Pebriadin turut menyampaikan selamat kepada Kota Banjarbaru yang berhasil tampil sebagai juara umum untuk nomor-nomor yang dipertandingkan. Ia meminta kabupaten/kota lain untuk terus berbenah dan menata pembinaan di daerah masing-masing.
"Alhamdulillah, saya ucapkan selamat buat Kota Banjarbaru sebagai juara umum untuk nomor nomor yang dilombakan. Dan untuk kabupaten kota yang lain juga kami minta untuk berbenah, untuk terus menata pembinaan di level kabupaten kota," jelasnya.
Ia juga meminta NPCI Provinsi Kalimantan Selatan untuk mempertajam konsep pembinaan, dengan tetap mengintensifkan cabang dan nomor unggulan, sekaligus melakukan ekstensifikasi terhadap nomor-nomor lain yang dinilai berpotensi menyumbang medali di level nasional.
"Cabang cabang dan nomor nomor yang menjadi unggulan kita terus diintensifkan, tapi juga kita melakukan ekstensifikasi terhadap nomor nomor lain yang kita pandang berpotensi untuk memperoleh medali di level nasional," ungkapnya.
Sementara itu, Ketua NPCI Kalsel, Sumansyah, mengungkapkan bahwa dari pelaksanaan kejuaraan di dua cabang olahraga, yakni para atletik dan para panahan, terlihat regenerasi bibit atlet muda yang menjanjikan. Hal ini terlihat dari partisipasi 13 kabupaten/kota yang seluruhnya mengirimkan atlet.
"Alhamdulillah, bibit bibit atlet regenerasi mulai timbul karena 13 kabupaten/kota mengirimkan atletnya semua. Dan itu dengan antusias dukungan kabupaten/kota untuk mengirimkan atletnya sangat luar biasa," ujar Sumansyah.
Ia menambahkan, hasil kejuaraan ini akan menjadi bahan evaluasi bagi NPCI Kalsel untuk mempersiapkan program pelatihan atlet (Pelatprov) pada 2027 mendatang.

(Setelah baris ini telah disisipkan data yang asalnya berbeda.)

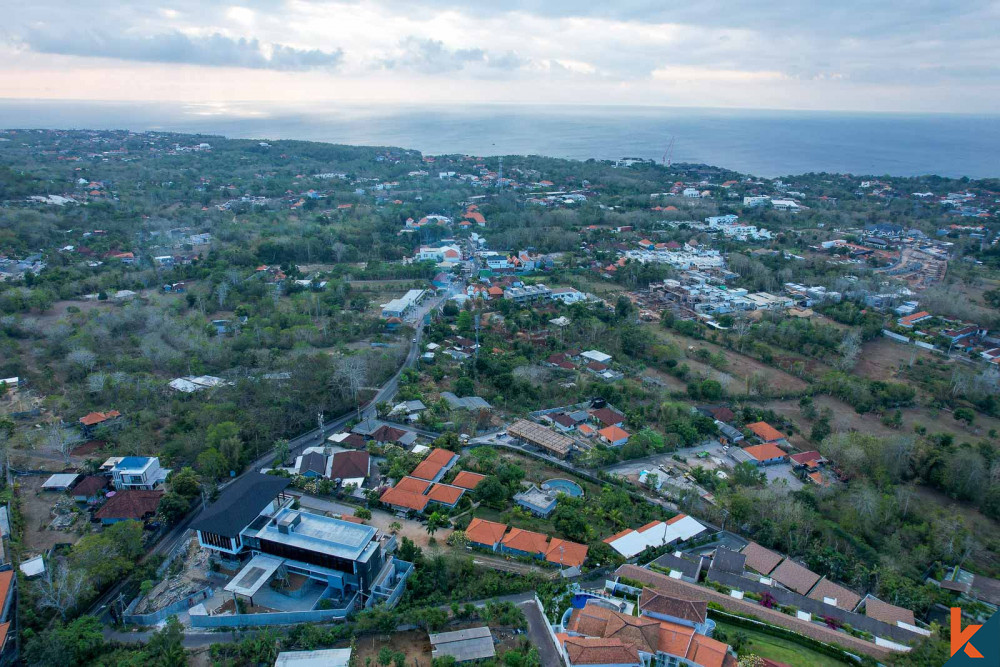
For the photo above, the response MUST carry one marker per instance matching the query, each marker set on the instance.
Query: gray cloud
(175, 47)
(431, 56)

"Nantinya kami evaluasi dengan hasil hasil limit, bisa kami persiapkan untuk Pelatprov di 2027," katanya.
Sumansyah berharap dua cabang olahraga yang menjadi lumbung medali NPCI Kalsel, yakni para panahan dan para atletik, dapat menyumbangkan medali emas pada ajang Peparnas 2028 yang rencananya digelar di Jakarta.
"Kami harapkan dalam dua cabang olahraga itu adalah yang kami terbaik dan untuk menyumbangkan medali medali emas nanti di Peparnas 2028, mungkin di Jakarta," jelasnya.
Ia turut menyampaikan pesan kepada atlet yang belum berhasil meraih juara pada kejuaraan kali ini agar tidak patah semangat dan terus berlatih di NPCI kabupaten/kota masing-masing.
"Pesan kami dari NPCI Provinsi Kalimantan Selatan, atlet yang belum beruntung dan belum mendapatkan juara, tetap berlatih gigih di NPCI kabupaten/kota masing masing, karena itu bukan untuk menghalangi prestasi ke depannya," pungkasnya.